Dear Friend/ex-friend/????

You don’t care. Your boyfriend helped another girl bully me and when it happened just stood there and laughed, I told you and you didn’t care. You didn’t talk to him. I told you why I couldn’t, you were well aware of the fact that he had been treating like I don’t exist for a year now, and you didn’t care. I was there for you earlier this year when he started to cheat on you with the other girl (who I honestly think is a better friend then you), I cared, I supported you, but you failed to be there for me. Part of this is my fault and I’m willing to admit that. I don’t think that I really ever truly shared what I was feeling to you, I couldn’t bring myself for the fear that you would tell everyone. I wrote that note, the one telling him that you chose your friends over your boyfriend and pressured you to send it, and for that I’m sorry, but you could’ve just told me that you didn’t want to send it instead of sending then blaming me and calling me a danger to everyone and that you were scared of what I was going to do to you if you didn’t send it. When did I become this.... this villain to you, when did I go wrong. When I found out about what you said, on top of the whole bullying thing, I broke. I don’t cry. Sure there’s been a few tears but I don’t cry. That night I cried, I ugly sobbed, I felt like crap, and I cried some more. I never told you that and maybe if I told you things would be different, oh who am I kidding, it wouldn’t change anything.
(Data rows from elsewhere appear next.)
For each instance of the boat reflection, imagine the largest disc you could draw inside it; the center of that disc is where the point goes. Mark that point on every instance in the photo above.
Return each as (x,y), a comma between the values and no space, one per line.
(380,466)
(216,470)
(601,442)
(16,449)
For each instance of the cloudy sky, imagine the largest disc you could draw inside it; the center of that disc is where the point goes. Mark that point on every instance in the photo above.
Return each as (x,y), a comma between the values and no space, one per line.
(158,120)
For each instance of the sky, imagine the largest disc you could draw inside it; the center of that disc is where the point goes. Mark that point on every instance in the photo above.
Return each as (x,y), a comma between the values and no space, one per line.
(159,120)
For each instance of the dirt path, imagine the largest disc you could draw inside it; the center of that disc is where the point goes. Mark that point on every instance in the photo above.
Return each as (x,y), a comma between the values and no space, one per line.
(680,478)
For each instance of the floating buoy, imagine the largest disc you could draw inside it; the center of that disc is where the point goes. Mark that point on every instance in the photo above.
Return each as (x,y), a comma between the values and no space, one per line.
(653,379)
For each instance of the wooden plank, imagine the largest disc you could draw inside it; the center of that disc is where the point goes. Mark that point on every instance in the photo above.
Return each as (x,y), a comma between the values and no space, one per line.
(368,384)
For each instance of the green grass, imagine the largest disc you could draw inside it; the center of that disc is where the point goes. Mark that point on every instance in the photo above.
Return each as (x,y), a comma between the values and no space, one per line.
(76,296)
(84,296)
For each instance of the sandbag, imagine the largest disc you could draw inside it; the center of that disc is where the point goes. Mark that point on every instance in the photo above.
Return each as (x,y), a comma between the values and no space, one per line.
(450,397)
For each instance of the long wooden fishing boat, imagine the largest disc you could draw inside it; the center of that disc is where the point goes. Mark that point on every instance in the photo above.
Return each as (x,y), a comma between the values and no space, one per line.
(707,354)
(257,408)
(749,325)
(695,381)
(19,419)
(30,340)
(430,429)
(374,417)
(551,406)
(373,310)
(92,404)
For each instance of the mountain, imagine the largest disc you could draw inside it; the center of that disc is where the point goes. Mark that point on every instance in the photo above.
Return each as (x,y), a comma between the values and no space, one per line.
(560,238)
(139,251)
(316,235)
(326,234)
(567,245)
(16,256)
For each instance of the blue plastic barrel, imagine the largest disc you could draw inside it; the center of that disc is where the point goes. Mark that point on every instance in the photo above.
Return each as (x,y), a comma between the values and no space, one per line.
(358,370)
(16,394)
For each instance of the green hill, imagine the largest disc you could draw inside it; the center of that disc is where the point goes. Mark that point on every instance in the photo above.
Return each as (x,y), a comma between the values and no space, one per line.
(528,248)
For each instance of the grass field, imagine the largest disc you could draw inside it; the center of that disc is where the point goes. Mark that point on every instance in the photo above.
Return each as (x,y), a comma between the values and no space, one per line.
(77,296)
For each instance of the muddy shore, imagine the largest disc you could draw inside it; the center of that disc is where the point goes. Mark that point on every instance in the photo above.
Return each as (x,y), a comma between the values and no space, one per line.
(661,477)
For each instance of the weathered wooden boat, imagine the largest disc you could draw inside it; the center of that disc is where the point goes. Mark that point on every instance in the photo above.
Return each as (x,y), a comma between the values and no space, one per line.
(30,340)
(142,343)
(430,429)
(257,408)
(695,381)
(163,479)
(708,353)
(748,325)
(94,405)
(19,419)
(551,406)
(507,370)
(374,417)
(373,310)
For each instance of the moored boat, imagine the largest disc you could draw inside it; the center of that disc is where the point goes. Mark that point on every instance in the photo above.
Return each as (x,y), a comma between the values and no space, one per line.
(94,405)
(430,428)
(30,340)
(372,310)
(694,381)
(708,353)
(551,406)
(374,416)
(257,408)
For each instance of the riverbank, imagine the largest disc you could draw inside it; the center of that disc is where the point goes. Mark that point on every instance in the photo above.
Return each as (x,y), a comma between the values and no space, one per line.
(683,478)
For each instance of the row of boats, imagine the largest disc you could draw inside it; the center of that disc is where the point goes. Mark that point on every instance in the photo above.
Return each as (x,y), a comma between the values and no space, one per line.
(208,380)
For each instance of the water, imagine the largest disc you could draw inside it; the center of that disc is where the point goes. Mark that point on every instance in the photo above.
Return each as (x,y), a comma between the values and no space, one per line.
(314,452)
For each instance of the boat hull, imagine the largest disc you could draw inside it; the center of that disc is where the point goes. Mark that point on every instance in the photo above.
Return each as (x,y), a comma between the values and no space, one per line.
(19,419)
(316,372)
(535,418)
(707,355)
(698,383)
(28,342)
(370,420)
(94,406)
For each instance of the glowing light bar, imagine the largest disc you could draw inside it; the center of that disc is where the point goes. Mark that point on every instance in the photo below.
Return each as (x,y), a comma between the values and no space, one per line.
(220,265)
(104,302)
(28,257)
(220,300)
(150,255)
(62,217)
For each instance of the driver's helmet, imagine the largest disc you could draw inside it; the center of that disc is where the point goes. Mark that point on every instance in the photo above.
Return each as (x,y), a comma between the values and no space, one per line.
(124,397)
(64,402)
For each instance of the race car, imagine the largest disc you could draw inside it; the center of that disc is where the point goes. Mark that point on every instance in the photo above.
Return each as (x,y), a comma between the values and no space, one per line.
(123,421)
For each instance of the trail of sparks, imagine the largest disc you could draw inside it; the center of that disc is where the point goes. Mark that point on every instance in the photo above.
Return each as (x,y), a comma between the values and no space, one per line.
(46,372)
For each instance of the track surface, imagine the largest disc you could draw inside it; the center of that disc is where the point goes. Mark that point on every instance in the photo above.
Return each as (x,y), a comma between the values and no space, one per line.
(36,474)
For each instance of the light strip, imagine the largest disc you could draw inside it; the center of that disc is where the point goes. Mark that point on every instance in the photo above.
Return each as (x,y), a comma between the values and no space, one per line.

He broke up with you after your sent that note. He iced you out for a day and I was there for you. I threw all the pain I was feeling to the side so that I could make you feel better. Then he asked for forgiveness (not for me to forgive him, oh no that would NOT happen) and said that he wanted you back and you were uncertain. I was scared and worried to I tried, we all tried, all of our friends tried to reason with you, to convince you to not get back together with that guy. You did any way. I NEVER got an apology from him. I never got an apology from you for that matter for calling me a danger to everyone. I felt betrayed. You cared more about him then about me. I told you that I was mad, and you didn’t care, I told you that i blocked you, and you didn’t care. I told you that if you didn’t start caring that I was done, she didn’t care. I told her that I didn’t what to be her friend anymore, she didn’t care. SHE DIDNT CARE. Now I’m blaming myself, thinking of everything I could’ve done, everything I could’ve said. I know that this isn’t my fault. Right? There’s so many questions I want to ask you but the biggest one is, why, why don’t your care?